La struttura potrà accogliere tra le 12 e le 15 persone, con camere singole e doppie, spazi comuni e aree dedicate alla relazione. «Abbiamo pensato a un luogo dignitoso, funzionale, ma anche capace di creare comunità», aggiunge.

“Sul territorio mancano queste strutture”
Alla base del progetto c’è un’analisi condivisa con il Servizio Sociale della Comunità Alto Garda e Ledro.
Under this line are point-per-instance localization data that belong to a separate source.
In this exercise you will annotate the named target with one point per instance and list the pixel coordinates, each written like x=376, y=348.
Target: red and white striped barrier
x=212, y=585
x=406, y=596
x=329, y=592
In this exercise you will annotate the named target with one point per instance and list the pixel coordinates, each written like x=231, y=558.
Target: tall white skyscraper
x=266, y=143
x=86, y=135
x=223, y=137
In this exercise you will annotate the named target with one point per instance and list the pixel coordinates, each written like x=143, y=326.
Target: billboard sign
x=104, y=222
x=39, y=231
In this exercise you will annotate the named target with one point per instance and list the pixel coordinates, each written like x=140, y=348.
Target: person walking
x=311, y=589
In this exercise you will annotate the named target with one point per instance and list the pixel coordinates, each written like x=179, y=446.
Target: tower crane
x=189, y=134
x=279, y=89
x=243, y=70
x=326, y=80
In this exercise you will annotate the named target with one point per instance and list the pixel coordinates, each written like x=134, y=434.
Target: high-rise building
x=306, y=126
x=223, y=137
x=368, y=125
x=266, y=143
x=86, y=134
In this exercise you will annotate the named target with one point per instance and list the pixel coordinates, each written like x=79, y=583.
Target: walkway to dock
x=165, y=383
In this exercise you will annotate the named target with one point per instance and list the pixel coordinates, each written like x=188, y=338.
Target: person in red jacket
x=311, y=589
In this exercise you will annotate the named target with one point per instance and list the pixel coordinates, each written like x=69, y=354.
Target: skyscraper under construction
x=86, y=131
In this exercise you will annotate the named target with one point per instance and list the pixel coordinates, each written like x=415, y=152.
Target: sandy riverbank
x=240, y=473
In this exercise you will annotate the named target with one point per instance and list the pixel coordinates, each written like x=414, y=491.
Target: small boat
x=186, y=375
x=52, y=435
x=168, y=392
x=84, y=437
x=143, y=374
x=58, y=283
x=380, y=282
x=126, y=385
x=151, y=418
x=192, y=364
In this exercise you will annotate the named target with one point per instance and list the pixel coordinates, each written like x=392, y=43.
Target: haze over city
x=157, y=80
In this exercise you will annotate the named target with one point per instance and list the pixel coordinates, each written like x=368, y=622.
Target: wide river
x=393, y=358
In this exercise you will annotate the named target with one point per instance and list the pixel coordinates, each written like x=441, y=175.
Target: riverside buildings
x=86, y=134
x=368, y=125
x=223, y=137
Il quadro emerso è chiaro.
«Oggi sul nostro territorio c’è una carenza assoluta di strutture di questo tipo», evidenzia l’assessore. «Sempre più spesso ci troviamo davanti a nuclei familiari o singole persone che non hanno un alloggio e non sappiamo dove collocarli in tempi rapidi».
Da qui la scelta di rafforzare la rete esistente, in continuità con esperienze come Casa Ulivi, CiRivalutiamo e Risaie, ma andando a coprire un segmento finora scoperto: quello dell’accoglienza temporanea.
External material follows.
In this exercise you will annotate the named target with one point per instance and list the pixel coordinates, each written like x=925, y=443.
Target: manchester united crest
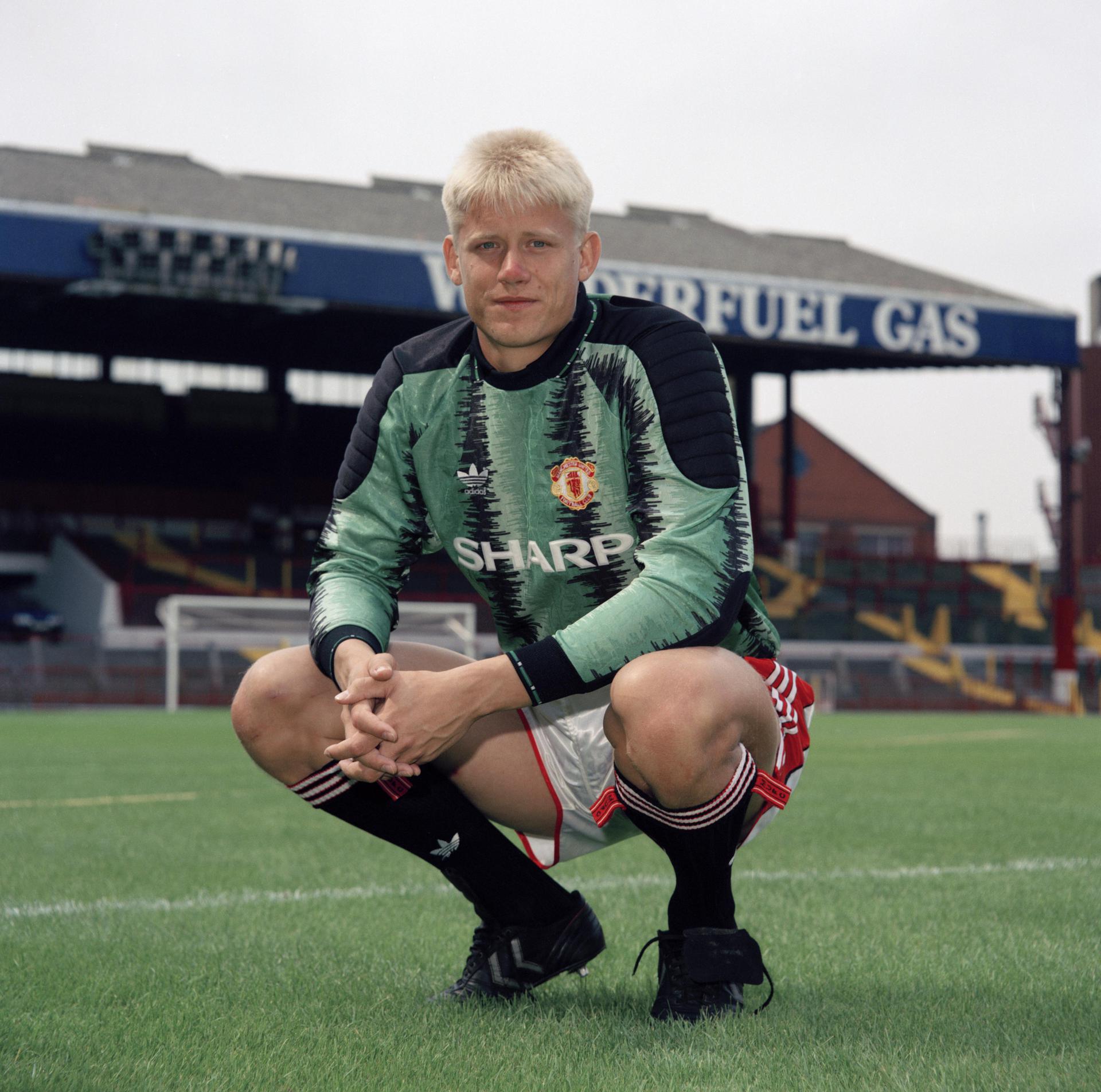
x=574, y=483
Tempi certi e obiettivi chiari
Il progetto prevede un investimento complessivo di circa 318 mila euro, con un contributo significativo – 200 mila euro – da parte della Comunità Alto Garda e Ledro.
Ma oltre alle risorse, l’amministrazione punta sulla rapidità. «Ci auguriamo di poter inaugurare l’immobile tra la fine del 2026 e l’inizio del 2027», afferma Mascher. «C’è la volontà di procedere spediti, perché il bisogno è adesso».
Un’accelerazione resa possibile anche dal lavoro interno all’amministrazione. «Mi preme ringraziare il consigliere Ivo Tamburini, che ha una delega specifica su Villa Teresita, per l’intenso lavoro svolto finora per velocizzare i tempi». E il consigliere Tamburini commenta così: «Esprimo soddisfazione per l’incarico conferito allo studio Chizzola, sperando di soddisfare nel minor tempo possibile le esigenze abitative delle persone in difficoltà. Il pensiero deve andare verso coloro che faticano sotto l’aspetto economico e sociale, questo dovrebbe l’obiettivo di una società civile».

“Serve una strategia più ampia”
Villa Teresita, però, non basta da sola. «Questo sarà un tassello importante», chiarisce l’assessore, «ma si inserisce in una strategia più ampia che stiamo costruendo».
Tra le azioni già avviate c’è l’adesione alla Fondazione Trentino Abitare, «che offre un fondo di garanzia per i proprietari che vogliono affittare in sicurezza», oltre al lavoro con la Comunità di Valle, gli altri Comuni e Itea «per mettere a disposizione ulteriori appartamenti pubblici».
L’obiettivo è duplice: rispondere all’emergenza, ma anche prevenire nuove situazioni di fragilità.

Una sfida che riguarda tutta la comunità
«L’emergenza abitativa non è più un tema marginale», conclude Mascher. «Riguarda sempre più persone e interroga tutta la comunità».
Per Arco, il recupero di Villa Teresita rappresenta quindi molto più di un intervento edilizio. È il segnale di una presa di responsabilità politica e sociale, e il tentativo di trasformare un problema crescente in un percorso di risposte concrete.
«Sappiamo che non sarà la soluzione definitiva», ammette l’assessore, «ma è un passo necessario. E soprattutto è un passo che vogliamo fare in tempi certi».